Ser jovem em Cabo Verde, hoje, é transformar a palavra em resistência e o silêncio em ruptura. É escrever para não compactuar. É lutar para que sobreviver não seja o nosso destino final, mas apenas o ponto de partida para uma vida com dignidade.

Dizem-nos, com números na mão e discursos ensaiados, que a pobreza extrema caiu, que a inclusão social avança, que o Governo está a cumprir a sua missão histórica. Repetem percentagens como quem recita um mantra: de 22,6% para 10,3%. Mas o país real não se governa em gráficos. Governa-se em mesas postas, em rendas pagas, em empregos estáveis, em vidas que respiram dignidade.

Se a pobreza extrema foi reduzida, por que razão tantos continuam a escolher entre comer e pagar a luz? Se a inclusão social é prioridade máxima, por que razão a precariedade se tornou regra e não exceção? Se o Estado protege, por que razão milhares vivem permanentemente dependentes de subsídios que não libertam, apenas administram a miséria?

Chamam de vitória o alargamento do Rendimento Social de Inclusão a cerca de 43 mil famílias. Mas é preciso dizer, com frontalidade: política social que não emancipa é política de contenção, que aprisiona e humilha. Um país não vence a pobreza quando institucionaliza a sobrevivência mínima; vence quando cria condições para que as pessoas deixem de precisar do Estado para sobreviver.

Falam da Estratégia Nacional para a Erradicação da Pobreza Extrema até 2026. Estratégias não enchem panelas. Planos não pagam rendas. O que conta é o impacto concreto, sustentado e transformador. E esse impacto, na vida quotidiana de muitos cabo-verdianos, continua ausente.

Exaltam projetos de inclusão produtiva que abrangem cinco mil famílias. Mas e as dezenas de milhares de jovens qualificados sem emprego? E os trabalhadores informais condenados à instabilidade perpétua? E os pais e mães que trabalham a vida inteira sem nunca sair da linha da pobreza? Não se governa um país com projetos-piloto eternos enquanto a exclusão se massifica.

Celebram a isenção de propinas e taxas escolares, como se isso bastasse para garantir igualdade de oportunidades. Mas a escola, sem perspetiva de futuro, transforma-se em sala de espera para a emigração. Que sentido tem formar jovens para um país que não os absorve, que não os valoriza, que os empurra para o aeroporto como única política de emprego eficaz?

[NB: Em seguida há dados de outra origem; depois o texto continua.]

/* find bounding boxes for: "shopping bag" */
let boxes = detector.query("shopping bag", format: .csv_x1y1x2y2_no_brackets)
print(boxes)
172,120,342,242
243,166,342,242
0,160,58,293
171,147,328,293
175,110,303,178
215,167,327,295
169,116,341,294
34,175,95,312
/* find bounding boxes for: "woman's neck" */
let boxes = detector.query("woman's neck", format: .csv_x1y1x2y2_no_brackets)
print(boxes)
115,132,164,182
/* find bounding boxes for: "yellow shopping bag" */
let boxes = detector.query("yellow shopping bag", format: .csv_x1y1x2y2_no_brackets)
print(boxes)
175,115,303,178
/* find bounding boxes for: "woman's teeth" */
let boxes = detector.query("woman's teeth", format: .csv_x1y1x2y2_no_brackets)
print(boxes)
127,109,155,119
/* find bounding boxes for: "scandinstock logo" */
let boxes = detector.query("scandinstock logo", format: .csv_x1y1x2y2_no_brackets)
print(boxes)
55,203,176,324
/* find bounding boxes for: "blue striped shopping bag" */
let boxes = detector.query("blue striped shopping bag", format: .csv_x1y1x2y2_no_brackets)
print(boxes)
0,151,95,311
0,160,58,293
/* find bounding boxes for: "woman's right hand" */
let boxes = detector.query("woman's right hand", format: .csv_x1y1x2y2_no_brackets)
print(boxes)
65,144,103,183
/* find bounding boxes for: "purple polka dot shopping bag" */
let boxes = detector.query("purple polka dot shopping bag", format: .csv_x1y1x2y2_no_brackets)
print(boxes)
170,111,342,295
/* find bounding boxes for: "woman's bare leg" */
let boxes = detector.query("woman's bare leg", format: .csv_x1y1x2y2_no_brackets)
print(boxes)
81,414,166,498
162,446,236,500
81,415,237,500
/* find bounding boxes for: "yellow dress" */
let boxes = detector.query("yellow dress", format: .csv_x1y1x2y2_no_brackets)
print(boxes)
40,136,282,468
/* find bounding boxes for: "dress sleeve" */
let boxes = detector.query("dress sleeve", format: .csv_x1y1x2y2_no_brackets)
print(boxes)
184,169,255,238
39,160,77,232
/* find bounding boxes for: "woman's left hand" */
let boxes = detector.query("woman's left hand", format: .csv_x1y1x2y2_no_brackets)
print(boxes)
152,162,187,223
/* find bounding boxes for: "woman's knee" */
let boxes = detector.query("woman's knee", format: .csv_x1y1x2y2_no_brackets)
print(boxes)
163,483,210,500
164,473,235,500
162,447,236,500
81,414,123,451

Anunciam aumentos de pensões de cinco para seis mil escudos e chamam isso de reforço da dignidade. Dignidade não se mede em migalhas corrigidas pela inflação. Dignidade é viver sem humilhação, sem medo do fim do mês, sem depender da caridade institucionalizada do Estado.

O problema não é a existência de políticas sociais. O problema é a sua elevação a propaganda de sucesso, quando a realidade insiste em desmenti-las. O problema é confundir mitigação com transformação. O problema é usar os pobres como prova estatística enquanto continuam presos à pobreza estrutural.

Este é o confronto que se impõe: governar não é gerir números, é responder à vida real. Não é suficiente dizer que o país melhorou quando essa melhoria não chega à maioria. Não é aceitável pedir mais paciência a um povo que já esperou quase uma década. Não é honesto chamar de inclusão um modelo que mantém tantos permanentemente à margem.

Às vozes do poder digo com clareza: a crítica não é ingratidão. É exigência democrática. Questionar não enfraquece Cabo Verde, fortalece-o. O silêncio, esse sim, é o maior aliado do fracasso político. À juventude reafirmo: não aceitem que normalizem a vossa precariedade. Não aceitem que vos ofereçam estatísticas no lugar de futuro. Não aceitem que transformem a vossa espera em virtude cívica.

Cabo Verde não precisa de discursos autocelebratórios. Precisa de coragem para admitir limites, corrigir rumos e romper com a política do mínimo aceitável. Precisa de um Estado que não administre a pobreza, mas que a combata nas suas causas profundas.

Denunciar, aqui, não é destruir. É recusar a mentira confortável. É afirmar que governar para vidas exige mais do que boas intenções e relatórios bem-apresentados.

Porque um país que se respeita não se contenta com sobreviver. Luta para viver com dignidade. E essa luta, hoje, começa pelo confronto político sério, frontal e sem medo.